2008-02-25 00:17:59 | 散歩。
立原正秋の食べものエッセイに「鮟鱇にはモーツァルトが似合う」というようなことが書いてある。実家の本棚の一角を占めていた立原正秋の作品群に手を伸ばすことは殆ど無かったが、朝鮮白磁を眺めたりする内に少しずつ手に取るようになった。読むのは専らエッセイだからその魅力を本当に理解しているとは思えないけれど、またもや実家の本棚の世話になっているのは全く不思議だ。
少し前に神楽坂の蕎麦屋で大学時代の友人たちと飲んだ。鹿島鉄道に昨年一緒に乗りに行ったAIKと茨城交通の沿線で鮟鱇鍋が食べられるようだから出かけようという話をしていると同席していた友人たちも参加することになり、二月にしては暖かい土曜日の朝に上野駅に集合して勝田に向かうスーパーひたちに乗って出発した。北千住を過ぎる頃にはビールのプルトップを開け、下車駅の勝田に到着するまでの1時間弱の間にはカップ酒も空になった。茨城交通湊線に乗り換えて、終点の阿字ヶ浦から少し歩いた海岸は、冬とは思えない青い海が広がっていた。近くに原発があることなど全く気にならないほど海の青さが気持ちよい。余りに気持ち良過ぎて波に足を洗われた。サンダル履きだったのがせめてもの救いだが、濡れた靴下を持ちながら素足で歩いても楽しかったのは酒のせいか、それとも早春の陽気のせいだったのか。

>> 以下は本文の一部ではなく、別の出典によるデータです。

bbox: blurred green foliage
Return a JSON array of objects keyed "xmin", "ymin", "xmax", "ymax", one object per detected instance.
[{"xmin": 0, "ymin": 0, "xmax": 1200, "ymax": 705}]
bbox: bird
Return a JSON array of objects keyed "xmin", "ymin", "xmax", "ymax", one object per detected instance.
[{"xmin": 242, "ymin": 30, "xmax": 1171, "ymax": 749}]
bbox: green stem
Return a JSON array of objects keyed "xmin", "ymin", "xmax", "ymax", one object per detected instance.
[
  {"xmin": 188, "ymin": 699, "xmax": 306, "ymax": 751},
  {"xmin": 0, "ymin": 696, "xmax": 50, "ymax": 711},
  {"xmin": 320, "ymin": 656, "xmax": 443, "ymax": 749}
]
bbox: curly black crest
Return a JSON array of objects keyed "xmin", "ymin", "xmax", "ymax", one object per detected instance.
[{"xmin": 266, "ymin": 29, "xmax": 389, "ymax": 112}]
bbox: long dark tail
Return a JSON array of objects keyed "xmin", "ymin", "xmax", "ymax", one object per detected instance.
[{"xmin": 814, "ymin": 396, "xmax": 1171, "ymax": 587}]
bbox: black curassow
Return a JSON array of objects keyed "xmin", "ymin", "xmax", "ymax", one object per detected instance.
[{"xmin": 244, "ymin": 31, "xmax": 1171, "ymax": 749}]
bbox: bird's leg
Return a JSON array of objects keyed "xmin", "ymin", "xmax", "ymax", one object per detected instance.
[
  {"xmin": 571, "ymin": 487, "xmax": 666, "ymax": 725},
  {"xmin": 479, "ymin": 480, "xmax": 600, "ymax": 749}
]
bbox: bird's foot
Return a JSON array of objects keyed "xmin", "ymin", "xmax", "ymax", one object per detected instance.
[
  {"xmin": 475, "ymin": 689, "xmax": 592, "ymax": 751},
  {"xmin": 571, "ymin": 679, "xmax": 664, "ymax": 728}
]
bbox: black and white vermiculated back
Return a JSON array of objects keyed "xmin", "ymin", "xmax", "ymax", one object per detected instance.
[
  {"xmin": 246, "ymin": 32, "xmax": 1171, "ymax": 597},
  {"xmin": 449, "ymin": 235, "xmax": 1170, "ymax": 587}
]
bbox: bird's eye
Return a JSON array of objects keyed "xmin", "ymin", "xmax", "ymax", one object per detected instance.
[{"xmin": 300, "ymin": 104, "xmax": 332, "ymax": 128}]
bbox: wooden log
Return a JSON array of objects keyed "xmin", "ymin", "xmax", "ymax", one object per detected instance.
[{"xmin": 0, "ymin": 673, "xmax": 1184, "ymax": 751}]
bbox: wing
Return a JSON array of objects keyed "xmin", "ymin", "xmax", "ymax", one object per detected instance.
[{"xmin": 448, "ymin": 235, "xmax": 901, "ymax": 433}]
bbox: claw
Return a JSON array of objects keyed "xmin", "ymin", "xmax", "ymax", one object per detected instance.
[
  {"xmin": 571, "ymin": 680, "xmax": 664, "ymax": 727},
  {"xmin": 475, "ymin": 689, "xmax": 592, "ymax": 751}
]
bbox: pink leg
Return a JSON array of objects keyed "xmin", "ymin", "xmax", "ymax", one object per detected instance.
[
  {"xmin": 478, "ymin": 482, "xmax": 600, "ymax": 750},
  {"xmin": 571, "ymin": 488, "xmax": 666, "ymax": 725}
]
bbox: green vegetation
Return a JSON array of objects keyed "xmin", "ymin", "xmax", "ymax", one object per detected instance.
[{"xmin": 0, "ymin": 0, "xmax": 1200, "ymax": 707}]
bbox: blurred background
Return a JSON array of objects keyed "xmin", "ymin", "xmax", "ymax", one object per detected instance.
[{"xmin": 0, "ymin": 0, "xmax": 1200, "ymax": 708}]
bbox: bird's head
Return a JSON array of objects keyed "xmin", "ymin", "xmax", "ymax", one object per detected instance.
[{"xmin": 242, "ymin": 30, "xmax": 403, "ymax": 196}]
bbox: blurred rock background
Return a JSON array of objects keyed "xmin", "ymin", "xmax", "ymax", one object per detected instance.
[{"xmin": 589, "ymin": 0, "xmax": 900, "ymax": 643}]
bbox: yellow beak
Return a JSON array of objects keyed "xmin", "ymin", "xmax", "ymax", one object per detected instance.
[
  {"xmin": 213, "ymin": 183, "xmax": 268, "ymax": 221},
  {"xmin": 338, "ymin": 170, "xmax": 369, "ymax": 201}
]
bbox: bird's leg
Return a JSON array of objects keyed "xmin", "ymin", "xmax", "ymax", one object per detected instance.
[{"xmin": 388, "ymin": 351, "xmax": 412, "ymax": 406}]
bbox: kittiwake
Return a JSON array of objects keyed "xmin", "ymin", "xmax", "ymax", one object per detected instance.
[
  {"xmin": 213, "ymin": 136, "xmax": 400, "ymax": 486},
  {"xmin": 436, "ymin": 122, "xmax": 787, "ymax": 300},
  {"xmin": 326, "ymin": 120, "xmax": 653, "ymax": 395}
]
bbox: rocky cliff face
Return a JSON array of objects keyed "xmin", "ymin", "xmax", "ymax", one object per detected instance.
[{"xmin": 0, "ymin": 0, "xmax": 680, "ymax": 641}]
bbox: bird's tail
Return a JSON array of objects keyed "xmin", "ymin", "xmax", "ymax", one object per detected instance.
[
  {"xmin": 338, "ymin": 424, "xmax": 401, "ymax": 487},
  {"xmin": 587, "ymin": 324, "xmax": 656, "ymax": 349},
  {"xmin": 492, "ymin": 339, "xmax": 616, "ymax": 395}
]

再び列車で那珂湊駅まで戻る。関東の駅百選に選ばれたという駅は地方鉄道らしい雰囲気が漂っている。低めのホームに車庫、そして平屋の駅舎。近くを歩き回って数枚の写真を撮り、那珂湊の街をしばらく歩いて「住吉」という店で鮟鱇料理を食べた。家族連れが数組同じように鍋を囲んでいる。熱燗を追加するうちに鮟鱇鍋は空になった。雑炊まで平らげてすっかり満足して店を出ると春の陽気が一転して急に冷たい強風が吹き始めた。冷やされた頭に果たしてモーツァルトが似合うのかという言葉が浮かんできた。すっかり確かめるのを忘れていた。もう一度食べてみないとわからない、というようなことを立原正秋は間違いなく言うはずはない。